If you get a job where you are paid a lot but don’t learn anything or the spa owner doesn’t really know what he or she is doing, your career path will be delayed. Precious time will be lost between starting out and reaching your ultimate goals. Looking back over the last 20 years of my esthetics career, which includes being a Spa Owner and a Solo Esthetician, I would have done things differently. I wish someone would have given to me back then the advice that I am giving to you right now.
Although many of today’s esthetics licensing programs are fabulous (certainly compared to the training I got in 1999), your esthetics school really has only one requirement which is to prepare you to pass your licensing exam. It is impossible for the school to prepare you for every conceivable job or task you may encounter, due to the fact that esthetics changes all the time.
Secondly, employers may not (in fact, usually don’t) have a training program in place to prepare you for the real world of esthetics. For this reason, it is essential that new Estheticians take as many classes outside of their esthetics program as possible.
Thirdly, do not expect your first job to be your dream job. In fact, don’t even look for a “dream job.” Instead, seek out a first job which offers you the opportunity to learn the most.
When you begin your esthetics career working for someone else, you will be exposed to many things that will help you when the time comes that you are ready to go out on your own. For example, you will learn how Estheticians are paid, how schedules are set, what perks might be available for employees. You learn a lot about the management side of the esthetics business as you watch how your employer does it, which will likely also expose you to management styles that you do not like. Keep in mind, sometimes the best lessons are about what not to do.

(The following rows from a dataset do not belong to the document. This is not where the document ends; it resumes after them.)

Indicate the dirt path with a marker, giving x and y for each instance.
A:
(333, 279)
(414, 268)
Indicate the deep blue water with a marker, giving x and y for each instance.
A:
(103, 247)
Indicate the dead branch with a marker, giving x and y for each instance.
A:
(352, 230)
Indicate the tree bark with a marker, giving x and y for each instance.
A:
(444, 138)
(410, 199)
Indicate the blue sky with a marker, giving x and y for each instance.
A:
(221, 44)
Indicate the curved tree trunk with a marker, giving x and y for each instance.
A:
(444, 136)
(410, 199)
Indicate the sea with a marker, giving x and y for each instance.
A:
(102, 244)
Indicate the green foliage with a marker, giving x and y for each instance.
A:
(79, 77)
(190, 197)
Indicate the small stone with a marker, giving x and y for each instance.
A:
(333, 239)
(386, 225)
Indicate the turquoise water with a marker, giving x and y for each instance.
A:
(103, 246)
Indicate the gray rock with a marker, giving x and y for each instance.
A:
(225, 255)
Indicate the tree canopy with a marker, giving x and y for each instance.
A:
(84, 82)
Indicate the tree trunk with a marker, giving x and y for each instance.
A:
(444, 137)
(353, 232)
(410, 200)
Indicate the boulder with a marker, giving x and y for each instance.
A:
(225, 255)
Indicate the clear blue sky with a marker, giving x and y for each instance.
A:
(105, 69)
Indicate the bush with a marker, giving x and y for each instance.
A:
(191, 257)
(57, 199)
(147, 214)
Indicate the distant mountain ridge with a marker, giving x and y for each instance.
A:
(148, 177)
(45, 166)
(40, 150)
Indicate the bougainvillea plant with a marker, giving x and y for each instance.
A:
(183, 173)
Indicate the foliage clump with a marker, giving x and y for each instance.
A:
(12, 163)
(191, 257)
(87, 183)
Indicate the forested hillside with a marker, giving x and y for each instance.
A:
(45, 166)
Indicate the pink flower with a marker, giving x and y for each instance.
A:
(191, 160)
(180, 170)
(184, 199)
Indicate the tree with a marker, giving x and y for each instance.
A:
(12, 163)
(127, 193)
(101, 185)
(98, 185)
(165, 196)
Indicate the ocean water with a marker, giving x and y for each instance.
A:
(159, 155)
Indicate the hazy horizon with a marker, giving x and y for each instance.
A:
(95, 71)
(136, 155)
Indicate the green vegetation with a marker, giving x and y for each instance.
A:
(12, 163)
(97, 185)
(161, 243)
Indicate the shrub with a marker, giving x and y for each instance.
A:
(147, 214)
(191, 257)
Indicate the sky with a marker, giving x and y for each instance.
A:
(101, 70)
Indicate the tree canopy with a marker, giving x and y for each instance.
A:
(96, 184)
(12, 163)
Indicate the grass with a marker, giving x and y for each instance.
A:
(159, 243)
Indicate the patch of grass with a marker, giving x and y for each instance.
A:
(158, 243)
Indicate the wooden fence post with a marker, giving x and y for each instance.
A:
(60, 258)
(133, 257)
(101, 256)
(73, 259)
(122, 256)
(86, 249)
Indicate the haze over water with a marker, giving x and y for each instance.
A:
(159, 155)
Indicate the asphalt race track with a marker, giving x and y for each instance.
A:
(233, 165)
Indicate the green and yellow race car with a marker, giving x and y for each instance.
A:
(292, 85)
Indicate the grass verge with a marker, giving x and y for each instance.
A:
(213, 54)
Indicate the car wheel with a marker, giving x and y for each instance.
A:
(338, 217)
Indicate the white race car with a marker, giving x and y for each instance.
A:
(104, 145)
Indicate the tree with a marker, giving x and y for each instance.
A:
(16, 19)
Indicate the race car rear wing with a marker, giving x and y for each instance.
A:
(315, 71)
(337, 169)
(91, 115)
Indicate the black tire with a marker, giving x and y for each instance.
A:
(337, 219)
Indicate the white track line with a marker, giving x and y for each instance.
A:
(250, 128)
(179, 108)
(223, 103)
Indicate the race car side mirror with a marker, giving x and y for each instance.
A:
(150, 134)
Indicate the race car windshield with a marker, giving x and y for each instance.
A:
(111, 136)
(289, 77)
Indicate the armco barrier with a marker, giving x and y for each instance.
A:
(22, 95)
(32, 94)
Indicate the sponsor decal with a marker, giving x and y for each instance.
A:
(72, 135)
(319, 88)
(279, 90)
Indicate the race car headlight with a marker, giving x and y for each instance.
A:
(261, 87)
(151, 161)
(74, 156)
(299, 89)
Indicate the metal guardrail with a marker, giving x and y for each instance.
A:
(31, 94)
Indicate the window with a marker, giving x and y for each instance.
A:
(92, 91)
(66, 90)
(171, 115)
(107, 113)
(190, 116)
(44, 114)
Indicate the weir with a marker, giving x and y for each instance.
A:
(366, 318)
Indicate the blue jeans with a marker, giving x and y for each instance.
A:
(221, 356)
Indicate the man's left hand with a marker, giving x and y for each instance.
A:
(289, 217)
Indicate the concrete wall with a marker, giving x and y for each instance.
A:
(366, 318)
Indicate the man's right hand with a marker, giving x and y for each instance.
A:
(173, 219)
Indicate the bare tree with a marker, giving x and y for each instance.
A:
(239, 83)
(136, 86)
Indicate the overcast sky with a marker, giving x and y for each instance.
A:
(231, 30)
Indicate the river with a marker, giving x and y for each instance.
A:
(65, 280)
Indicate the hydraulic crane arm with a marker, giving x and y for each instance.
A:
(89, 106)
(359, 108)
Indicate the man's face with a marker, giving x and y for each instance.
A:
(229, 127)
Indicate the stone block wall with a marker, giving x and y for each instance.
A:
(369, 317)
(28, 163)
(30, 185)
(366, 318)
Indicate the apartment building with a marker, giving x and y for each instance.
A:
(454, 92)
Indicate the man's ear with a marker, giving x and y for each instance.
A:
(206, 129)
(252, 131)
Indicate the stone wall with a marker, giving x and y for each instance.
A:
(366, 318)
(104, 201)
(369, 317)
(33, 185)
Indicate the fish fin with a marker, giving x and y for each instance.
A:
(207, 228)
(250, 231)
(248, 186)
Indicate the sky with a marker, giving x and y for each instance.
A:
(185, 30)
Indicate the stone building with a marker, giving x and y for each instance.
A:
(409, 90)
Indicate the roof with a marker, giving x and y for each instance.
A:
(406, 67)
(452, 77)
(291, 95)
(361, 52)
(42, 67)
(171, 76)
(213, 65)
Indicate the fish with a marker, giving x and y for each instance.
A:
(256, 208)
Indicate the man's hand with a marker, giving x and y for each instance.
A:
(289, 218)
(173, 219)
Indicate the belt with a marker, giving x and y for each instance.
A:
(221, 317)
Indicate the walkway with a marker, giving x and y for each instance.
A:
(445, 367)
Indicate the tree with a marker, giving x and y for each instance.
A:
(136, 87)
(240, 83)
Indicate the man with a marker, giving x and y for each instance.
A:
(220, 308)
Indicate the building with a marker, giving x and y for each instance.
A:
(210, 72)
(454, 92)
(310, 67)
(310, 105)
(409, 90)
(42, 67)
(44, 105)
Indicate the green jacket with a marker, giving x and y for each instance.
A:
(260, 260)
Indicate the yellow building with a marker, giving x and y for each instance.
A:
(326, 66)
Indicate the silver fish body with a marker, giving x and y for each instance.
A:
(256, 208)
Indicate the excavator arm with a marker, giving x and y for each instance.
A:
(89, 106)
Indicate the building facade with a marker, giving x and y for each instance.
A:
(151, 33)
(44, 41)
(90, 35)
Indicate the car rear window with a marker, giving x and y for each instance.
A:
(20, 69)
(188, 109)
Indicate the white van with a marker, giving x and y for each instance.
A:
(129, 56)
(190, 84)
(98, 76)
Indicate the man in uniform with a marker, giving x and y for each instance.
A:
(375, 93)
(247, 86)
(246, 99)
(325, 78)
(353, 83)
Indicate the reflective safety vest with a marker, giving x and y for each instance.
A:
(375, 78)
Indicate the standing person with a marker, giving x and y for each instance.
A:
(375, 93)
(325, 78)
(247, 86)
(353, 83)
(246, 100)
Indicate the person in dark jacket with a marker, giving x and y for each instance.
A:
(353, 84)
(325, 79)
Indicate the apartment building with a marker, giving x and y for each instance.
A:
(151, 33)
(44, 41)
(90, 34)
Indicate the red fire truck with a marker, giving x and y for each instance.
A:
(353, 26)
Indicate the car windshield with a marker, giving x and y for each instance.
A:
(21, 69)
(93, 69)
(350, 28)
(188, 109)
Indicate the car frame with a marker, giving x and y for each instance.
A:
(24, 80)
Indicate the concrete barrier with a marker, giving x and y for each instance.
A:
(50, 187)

Best of all, if you work for somebody else, you can make your newbie mistakes on somebody else’s clients which is a heck of a lot better than making them on your own clients. Your first few facials in the treatment room might not be your best, so think like an athlete and practice, practice, practice. Practice your moves on your friends, your family, and even your pets! For obvious reasons, this is so much better than making those first newbie mistakes on your own clients.